University of Tennessee Martin Student crowned Miss Rodeo Tennessee 2017
Simone Taylor, a 20-year-old student at the University of Tennessee at Martin, was crowned 2017 Miss Rodeo Tennessee during an in-arena ceremony at the AutoZone Liberty Bowl Pro Rodeo in Memphis, TN, on Dec. 27, 2016. . She is the daughter of Chuck and Amy Taylor of Lexington, TN.
Taylor is spending this year promoting the professional rodeo industry and its parent cattle industry. She will represent the state of Tennessee in the Miss Rodeo America Pageant, held as a weeklong prelude to the Wrangler National Finals Rodeo in Las Vegas in December.
An equestrian since childhood, Taylor grew up riding a pony and learned to appreciate winning on horseback. Her grandparents showed American Quarter Horses and won at the All American Quarter Horse Congress Show. Taylor took up barrel racing in 2014 and joined the UTM rodeo team as a barrel racer in the Ozark Division.
Taylor made her first foray into rodeo royalty when she competed in and won the Miss UTM Rodeo Pageant in 2016.
Succeeding in school is a top priority for Taylor.
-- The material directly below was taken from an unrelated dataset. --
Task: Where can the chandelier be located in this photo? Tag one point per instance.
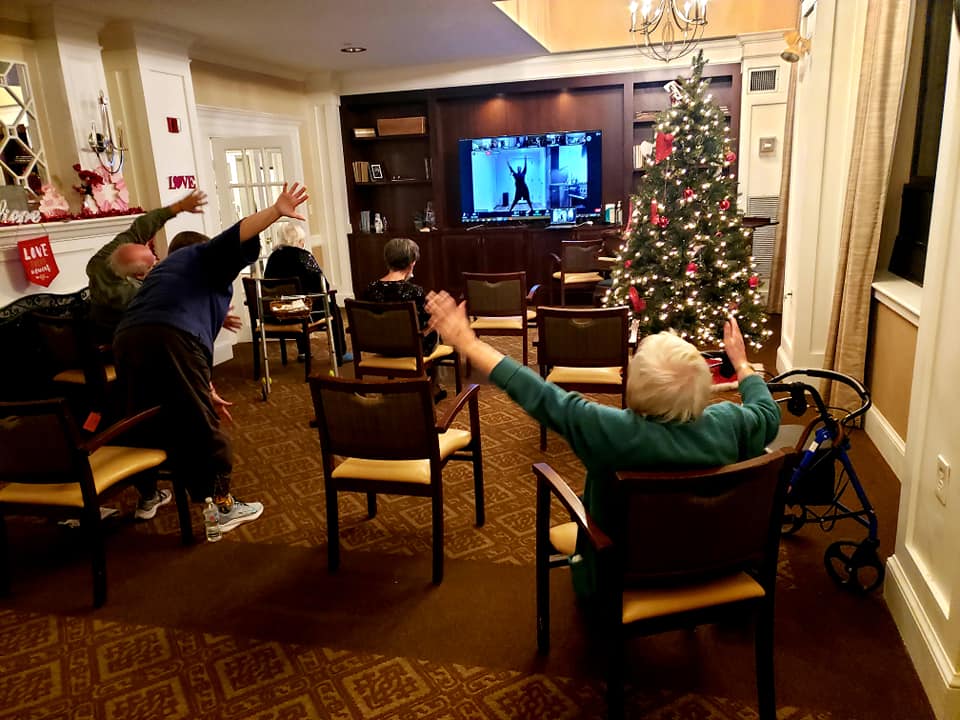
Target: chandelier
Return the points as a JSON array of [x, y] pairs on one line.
[[680, 22]]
She graduated salutatorian from Lexington High School in Lexington, TN with a 99.986 GPA. In the honors program at UTM, Taylor is double majoring in Agriculture Business and the Pre-Veterinary program.
As part of the Agriculture Business program at UTM, Taylor has acquired her Master of Beef Advocacy and enjoys promoting the relationship between rodeo and the beef cattle industry.
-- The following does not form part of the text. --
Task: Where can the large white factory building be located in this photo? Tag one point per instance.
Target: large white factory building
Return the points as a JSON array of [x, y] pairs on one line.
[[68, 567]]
“Two things I love are rodeo and the cattle industry,” says Taylor. “I believe every cowgirl should be educated in both fields.
“While attending UTM in the ag department, I have done everything from create my own business plan for a cow-calf operation to processing and castrating calves.
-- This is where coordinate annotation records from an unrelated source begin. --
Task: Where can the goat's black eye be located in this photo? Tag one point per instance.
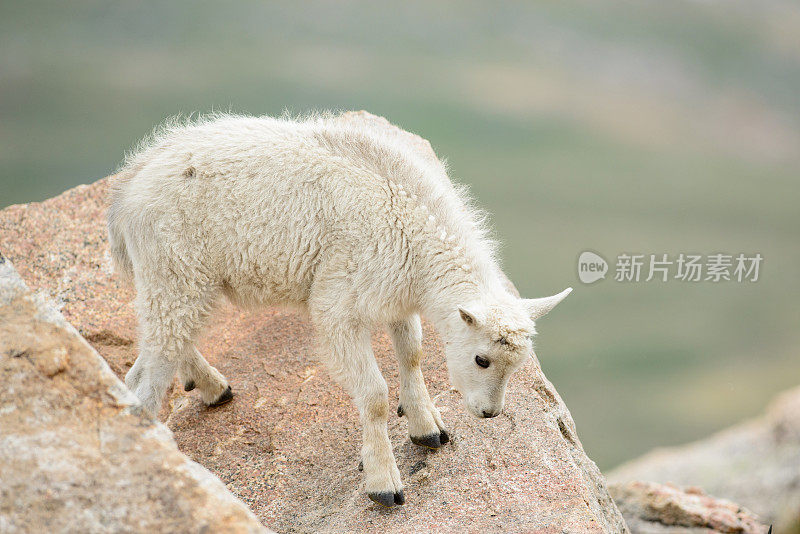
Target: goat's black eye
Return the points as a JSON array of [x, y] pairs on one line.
[[482, 362]]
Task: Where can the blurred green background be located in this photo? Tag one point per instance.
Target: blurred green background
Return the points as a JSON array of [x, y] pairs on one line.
[[650, 127]]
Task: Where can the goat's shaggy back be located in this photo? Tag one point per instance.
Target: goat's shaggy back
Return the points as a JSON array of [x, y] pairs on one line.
[[285, 190]]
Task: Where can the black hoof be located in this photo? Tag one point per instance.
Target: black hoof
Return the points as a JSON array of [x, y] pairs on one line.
[[387, 498], [432, 441], [225, 398]]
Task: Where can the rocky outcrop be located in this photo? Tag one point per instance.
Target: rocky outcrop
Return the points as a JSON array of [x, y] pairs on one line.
[[651, 508], [75, 453], [755, 464], [288, 443]]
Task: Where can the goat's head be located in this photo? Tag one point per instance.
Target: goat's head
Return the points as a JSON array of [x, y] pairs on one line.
[[487, 343]]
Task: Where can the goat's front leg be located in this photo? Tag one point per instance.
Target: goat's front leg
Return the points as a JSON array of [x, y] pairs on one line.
[[425, 424], [350, 360]]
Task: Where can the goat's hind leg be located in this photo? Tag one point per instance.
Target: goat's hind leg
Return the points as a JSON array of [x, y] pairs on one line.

“These moments sparked my interest in the cattle industry, and as a rodeo queen it is my duty not only to be knowledgeable about all things rodeo but to also understand and appreciate where our food is coming from.”
When she’s not riding, Taylor enjoys reading, spending time with her dogs and working around the barn.
Miss Rodeo Tennessee National Director Sue Lynn Perry is looking forward to opportunities for Taylor in 2017. “Each titleholder brings a unique perspective and skill set to the job of Miss Rodeo Tennessee every year,” says Perry.
“Simone’s educational background in agriculture fits in nicely with the queen’s ever-expanding role as an advocate for rodeo and agriculture.”
As many state rodeo queen titleholders do, Taylor hopes to parlay her experience as Miss Rodeo Tennessee and her education into a successful career in the agricultural industry. Her dream is to qualify for the Wrangler National Finals Rodeo in barrel racing someday.